15min:
TORSION-INVERSION TUNNELING PATTERNS IN THE CH-STRETCH VIBRATIONALLY EXCITED STATES OF THE G12 MOLECULES.

MAHESH B. DAWADI, RAM S. BHATTA AND DAVID S. PERRY, Department of Chemistry, The University of Akron, Akron OH, 44325.

Torsion-inversion tunneling models have been developed for CH-stretch vibrationally excited states in G12 molecules, including 2-methylmalonaldehyde (2-MMA), 5-methyltropolone (5-MT), and methylamine. These models are extensions of the group theoretical approach of Hougen and the internal coordinate model of Wang and Perry in which the inversion motion is included in addition to the torsion and the small-amplitude (e.g., CH stretch) vibrations. The present models incorporate torsion-inversion tunneling parameters h2V and h3V, respectively and a number of low-order terms couplings to the CH-stretch vibrations.

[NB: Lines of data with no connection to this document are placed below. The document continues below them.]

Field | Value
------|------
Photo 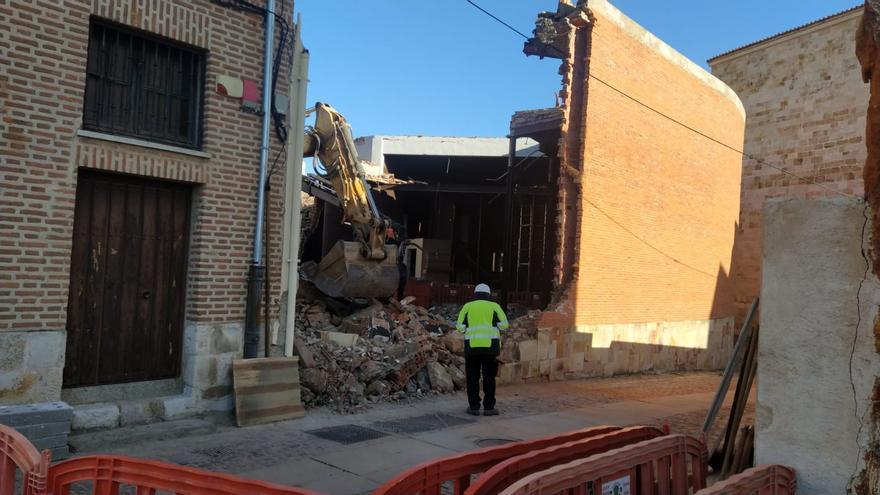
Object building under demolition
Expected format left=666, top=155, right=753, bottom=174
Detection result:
left=2, top=0, right=746, bottom=442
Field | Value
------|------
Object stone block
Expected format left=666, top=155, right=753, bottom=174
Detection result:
left=539, top=360, right=551, bottom=376
left=320, top=331, right=359, bottom=347
left=0, top=333, right=25, bottom=371
left=0, top=402, right=72, bottom=427
left=24, top=331, right=65, bottom=368
left=498, top=363, right=522, bottom=384
left=535, top=341, right=550, bottom=361
left=119, top=399, right=165, bottom=426
left=214, top=324, right=243, bottom=354
left=517, top=341, right=539, bottom=362
left=72, top=403, right=119, bottom=431
left=183, top=323, right=212, bottom=356
left=523, top=360, right=541, bottom=379
left=161, top=395, right=199, bottom=420
left=565, top=352, right=586, bottom=372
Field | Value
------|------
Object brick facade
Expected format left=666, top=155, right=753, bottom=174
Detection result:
left=1, top=0, right=290, bottom=406
left=568, top=0, right=744, bottom=328
left=709, top=8, right=868, bottom=321
left=516, top=0, right=743, bottom=377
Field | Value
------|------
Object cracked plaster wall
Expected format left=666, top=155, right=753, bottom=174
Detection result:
left=759, top=197, right=880, bottom=494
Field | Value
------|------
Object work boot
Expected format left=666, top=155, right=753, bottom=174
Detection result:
left=466, top=407, right=481, bottom=416
left=482, top=408, right=499, bottom=416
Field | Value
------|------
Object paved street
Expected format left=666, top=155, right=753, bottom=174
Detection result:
left=75, top=372, right=745, bottom=494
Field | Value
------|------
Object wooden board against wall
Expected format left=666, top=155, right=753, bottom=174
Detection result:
left=232, top=357, right=304, bottom=427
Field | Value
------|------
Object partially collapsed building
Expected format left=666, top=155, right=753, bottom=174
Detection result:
left=1, top=0, right=747, bottom=435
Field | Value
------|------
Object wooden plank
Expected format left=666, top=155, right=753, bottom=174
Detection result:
left=233, top=358, right=304, bottom=427
left=167, top=186, right=190, bottom=378
left=117, top=182, right=144, bottom=383
left=97, top=181, right=128, bottom=384
left=82, top=177, right=111, bottom=386
left=703, top=298, right=759, bottom=436
left=64, top=175, right=94, bottom=386
left=133, top=185, right=158, bottom=382
left=149, top=187, right=173, bottom=380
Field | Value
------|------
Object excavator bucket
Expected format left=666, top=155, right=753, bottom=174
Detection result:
left=312, top=241, right=399, bottom=299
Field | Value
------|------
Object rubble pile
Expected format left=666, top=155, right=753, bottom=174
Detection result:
left=294, top=285, right=540, bottom=412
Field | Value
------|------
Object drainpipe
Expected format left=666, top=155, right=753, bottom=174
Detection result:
left=282, top=15, right=309, bottom=357
left=244, top=0, right=276, bottom=359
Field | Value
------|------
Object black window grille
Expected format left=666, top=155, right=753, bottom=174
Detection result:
left=83, top=18, right=206, bottom=149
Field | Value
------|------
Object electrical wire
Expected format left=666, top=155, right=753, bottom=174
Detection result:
left=465, top=0, right=531, bottom=40
left=465, top=0, right=862, bottom=201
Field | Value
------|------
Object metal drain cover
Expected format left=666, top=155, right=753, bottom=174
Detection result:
left=373, top=413, right=476, bottom=434
left=306, top=424, right=388, bottom=444
left=474, top=438, right=517, bottom=448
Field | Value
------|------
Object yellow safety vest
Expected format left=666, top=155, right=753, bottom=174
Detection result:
left=456, top=299, right=509, bottom=349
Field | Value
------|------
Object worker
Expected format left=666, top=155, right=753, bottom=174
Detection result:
left=456, top=283, right=509, bottom=416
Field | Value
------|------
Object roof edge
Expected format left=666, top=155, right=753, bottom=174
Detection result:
left=586, top=0, right=746, bottom=120
left=708, top=5, right=862, bottom=63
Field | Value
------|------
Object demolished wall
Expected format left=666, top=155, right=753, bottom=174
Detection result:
left=533, top=0, right=744, bottom=372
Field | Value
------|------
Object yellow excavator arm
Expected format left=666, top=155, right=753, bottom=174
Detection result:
left=302, top=103, right=399, bottom=299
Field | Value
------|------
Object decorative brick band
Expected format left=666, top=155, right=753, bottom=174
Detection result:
left=75, top=139, right=209, bottom=184
left=91, top=0, right=211, bottom=49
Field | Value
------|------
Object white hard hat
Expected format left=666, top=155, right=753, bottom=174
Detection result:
left=475, top=283, right=491, bottom=294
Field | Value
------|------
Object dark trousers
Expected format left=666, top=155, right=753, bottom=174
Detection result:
left=465, top=353, right=498, bottom=410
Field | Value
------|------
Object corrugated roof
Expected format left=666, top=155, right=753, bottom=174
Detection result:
left=708, top=5, right=862, bottom=62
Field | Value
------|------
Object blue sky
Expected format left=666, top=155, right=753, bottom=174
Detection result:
left=296, top=1, right=859, bottom=137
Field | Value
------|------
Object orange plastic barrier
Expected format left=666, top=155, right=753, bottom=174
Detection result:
left=500, top=434, right=708, bottom=495
left=695, top=465, right=796, bottom=495
left=373, top=425, right=621, bottom=495
left=0, top=424, right=50, bottom=495
left=466, top=426, right=665, bottom=495
left=47, top=455, right=326, bottom=495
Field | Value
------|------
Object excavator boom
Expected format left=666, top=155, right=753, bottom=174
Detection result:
left=303, top=103, right=399, bottom=299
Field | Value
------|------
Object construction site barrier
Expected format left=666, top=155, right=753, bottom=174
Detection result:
left=46, top=455, right=326, bottom=495
left=373, top=425, right=621, bottom=495
left=500, top=434, right=708, bottom=495
left=465, top=426, right=665, bottom=495
left=0, top=424, right=50, bottom=495
left=695, top=465, right=796, bottom=495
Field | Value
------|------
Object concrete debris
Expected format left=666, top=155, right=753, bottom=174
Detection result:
left=293, top=283, right=540, bottom=412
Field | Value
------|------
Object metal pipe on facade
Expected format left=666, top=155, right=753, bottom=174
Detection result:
left=243, top=0, right=276, bottom=359
left=283, top=14, right=309, bottom=358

Of the three methyl CH stretch vibrations, Model I includes only the two asymmetric stretches that correlate to the E-type degenerate CH stretch in a symmetric rotor; Model II includes all three. The models yield the torsion-inversion tunneling patterns of the four symmetry species, A, B, E1 and E2, in the CH-stretch excited states. The principal results are as follows. (i) Both models and each of the coupling terms considered yield the same tunneling patterns, which are different in the asymmetric CH stretch excited states as compared to those in the ground state. (ii) In Model I, the magnitude of the tunneling splittings in the two asymmetric CH stretch excited states is exactly half of that in the ground state. (iii) In Model II, the relative magnitude of these splittings depends on the ratio \vertµ\vert/(\verth2V\vert+\verth3V\vert) where µ is the torsion-inversion-vibration coupling parameter. This ratio varies from 3 to 308 across the series methanol, methylamine, 2-methylmalonaldehyde and 5-methyltropolone, with a consequent variation in the magnitude of the tunneling splittings.